Labor union-backed shareholder activism has failed to increase shareholder value, according to a report released Thursday by the U.S. Chamber of Commerce.
“(T)here is no conclusive evidence of measurable improvements in (short-term or long-term) stock market or (long-term) operating performance in target companies as a result of shareholder proposals,” the report concludes. “Therefore, we find no evidence that shareholder activism has a positive impact either on firms or on the entities offering shareholder resolutions.”
“Should there be no reasonable expectation of a financial benefit from shareholder activism, plan fiduciaries may need to reconsider the extent to which they engage in this practice,” the report states.
The U.S. Chamber commissioned Navigant Consulting to prepare the report, examining all the proxy proposals in the AFL-CIO “key votes” surveys from 2009 to 2012 to “determine whether they have produced an economic benefit,” the report states.
Key votes represent what the AFL-CIO considers representative of a “worker-owner view of value that emphasizes management accountability and good corporate governance,” according to an AFL-CIO report.
The U.S. Chamber of Commerce’s 24-page report — titled “Analysis of the Wealth Effects of Shareholder Proposals — Volume III” and written by Allan T. Ingraham and Anna Koyfman — looked at proxy proposals on governance issues such as proxy contest reimbursements and non-governance issues such as disclosure of political contributions. The report, the U.S. Chamber’s third on the subject since 2008, found “no statistically significant changes in company value associated with the proxy proposals assessed in this study.”

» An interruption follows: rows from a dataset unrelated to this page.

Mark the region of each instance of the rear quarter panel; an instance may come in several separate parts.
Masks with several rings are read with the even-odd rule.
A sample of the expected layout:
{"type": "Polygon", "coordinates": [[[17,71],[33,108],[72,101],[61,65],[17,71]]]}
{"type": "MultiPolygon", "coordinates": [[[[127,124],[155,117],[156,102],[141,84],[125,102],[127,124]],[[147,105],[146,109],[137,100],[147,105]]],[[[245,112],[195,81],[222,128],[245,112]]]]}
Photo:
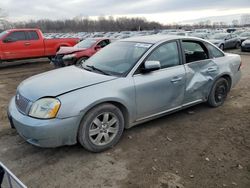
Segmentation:
{"type": "Polygon", "coordinates": [[[45,55],[54,56],[61,46],[74,46],[79,39],[44,39],[45,55]]]}

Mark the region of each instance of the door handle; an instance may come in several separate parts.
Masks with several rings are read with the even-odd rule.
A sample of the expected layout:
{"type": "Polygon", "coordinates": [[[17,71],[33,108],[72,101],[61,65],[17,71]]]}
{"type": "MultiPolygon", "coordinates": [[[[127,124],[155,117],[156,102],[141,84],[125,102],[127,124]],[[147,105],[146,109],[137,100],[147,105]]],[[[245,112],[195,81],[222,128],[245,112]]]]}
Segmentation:
{"type": "Polygon", "coordinates": [[[182,77],[174,77],[172,78],[171,82],[176,83],[182,80],[182,77]]]}

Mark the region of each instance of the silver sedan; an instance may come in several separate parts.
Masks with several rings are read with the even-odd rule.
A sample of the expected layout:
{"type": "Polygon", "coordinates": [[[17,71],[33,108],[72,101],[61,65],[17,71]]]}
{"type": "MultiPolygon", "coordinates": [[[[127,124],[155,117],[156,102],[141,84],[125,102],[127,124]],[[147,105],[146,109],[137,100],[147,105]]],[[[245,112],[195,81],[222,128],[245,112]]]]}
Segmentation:
{"type": "Polygon", "coordinates": [[[80,66],[33,76],[8,108],[11,126],[29,143],[79,142],[92,152],[114,146],[125,128],[207,102],[222,105],[241,77],[239,55],[202,39],[124,39],[80,66]]]}

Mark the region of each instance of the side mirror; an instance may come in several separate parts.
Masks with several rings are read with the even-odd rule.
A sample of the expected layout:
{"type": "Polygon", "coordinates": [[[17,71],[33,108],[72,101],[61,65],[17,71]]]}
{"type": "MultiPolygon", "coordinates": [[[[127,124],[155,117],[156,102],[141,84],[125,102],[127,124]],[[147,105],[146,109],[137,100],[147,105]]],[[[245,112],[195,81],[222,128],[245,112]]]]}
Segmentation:
{"type": "Polygon", "coordinates": [[[146,61],[144,63],[144,72],[151,72],[161,69],[161,63],[159,61],[146,61]]]}
{"type": "Polygon", "coordinates": [[[14,38],[8,38],[6,37],[5,39],[3,39],[4,43],[10,43],[10,42],[15,42],[16,40],[14,38]]]}

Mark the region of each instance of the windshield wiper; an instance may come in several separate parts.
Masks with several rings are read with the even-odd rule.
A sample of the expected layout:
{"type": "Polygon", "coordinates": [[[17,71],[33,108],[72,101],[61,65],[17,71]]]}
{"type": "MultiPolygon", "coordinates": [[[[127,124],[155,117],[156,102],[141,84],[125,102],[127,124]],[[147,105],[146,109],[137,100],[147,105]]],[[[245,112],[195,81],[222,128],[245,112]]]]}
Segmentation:
{"type": "Polygon", "coordinates": [[[96,68],[96,67],[93,66],[93,65],[86,65],[86,67],[89,67],[89,68],[91,68],[92,70],[96,70],[96,71],[98,71],[98,72],[100,72],[100,73],[102,73],[102,74],[105,74],[105,75],[111,75],[111,74],[109,74],[109,73],[107,73],[107,72],[105,72],[105,71],[103,71],[103,70],[101,70],[101,69],[96,68]]]}

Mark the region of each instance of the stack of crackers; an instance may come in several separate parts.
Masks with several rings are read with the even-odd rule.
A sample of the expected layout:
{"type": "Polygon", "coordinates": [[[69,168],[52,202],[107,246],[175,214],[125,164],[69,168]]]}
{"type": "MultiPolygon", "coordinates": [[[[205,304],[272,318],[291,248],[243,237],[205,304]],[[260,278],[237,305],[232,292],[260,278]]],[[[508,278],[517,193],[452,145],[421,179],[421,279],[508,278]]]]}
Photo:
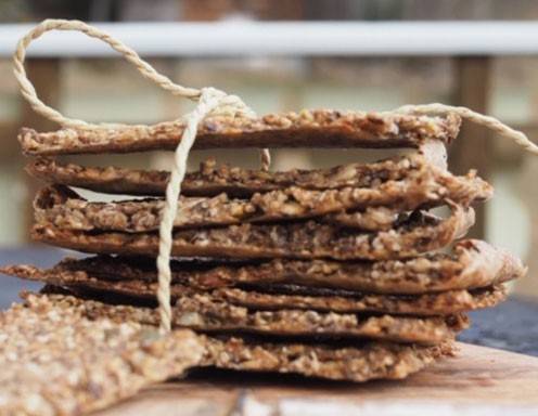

Brandon Rees, AFL-CIO acting director of the office of investment, called the study “false and misleading.”
“The study actually finds … shareholder resolutions … added value,” Mr. Rees said, pointing out it shows a 0.3% gains over three years. For a one-year period the report shows a 0.4% gain. “These are what the report calls statistically insignificant,” Mr. Rees said.
Mr. Rees said the report is flawed because it fails to examine proposals withdrawn by proponents often because targeted companies agreed to implement them.
“We don’t measure value of shareholder resolutions based on them coming to a vote.” Mr. Rees said. “We measure the effectiveness of shareholder resolutions on changes companies implement voluntarily (in response to them). Scores of companies do so every year.”
According to the U.S. Chamber report, the findings are consistent with academic literature on shareholder proposals in general, noting there “appear to be no results that conclusively find positive short-term or long-term economic benefits from shareholder proposals in the United States.”
The report analyzed 97 of 103 shareholder proposals at 73 different companies filed by Taft-Hartley pension plans, public pension plans, union and other investors. It excluded four because of inconsistent data.
Pension plans under the Employee Retirement Income Security Act “must be able to demonstrate” their shareholder activism is done “to promote the economic interests of the plan,” the report states.
“Pension funds affiliated with organized labor have become significant players in shareholder activism, supporting and filing a wide variety of proposals,” the report said.
The AFL-CIO measures effectiveness “by the changes we make in best practices” in corporate governance, Mr. Rees said. “Many of the shareholder resolutions (labor-related organizations) have introduced (over the years) have been adopted by the capital markets” that is many companies, such as annual election of directors, independence of auditor and board compensation committees.
“There are academic studies that have found good corporate governance adds value to shareholders,” Mr. Rees said
Charles M. Elson — who is the Edgar S. Woolard Professor of Finance and a professor of legal studies and director of the John L. Weinberg Center for Corporate Governance, University of Delaware — said: “I think there are better things for the chamber to spend its time on.” Many shareholder proposals, union-supported and from other investors, on managerial and board accountability add shareholder value, Mr. Elson said.
“To claim they don’t add value is in my view incorrect,” Mr. Elson said. “I am confident many AFL-CIO-supported issues will create shareholder value.”
“I agree with many things the chamber does, but on this one I disagree,” Mr. Elson said.
Does good corporate governance add value? “Absolutely,” Mr. Elson said. “Its value is hard to quantify. It’s a circuit breaker. It helps you avoid disaster.”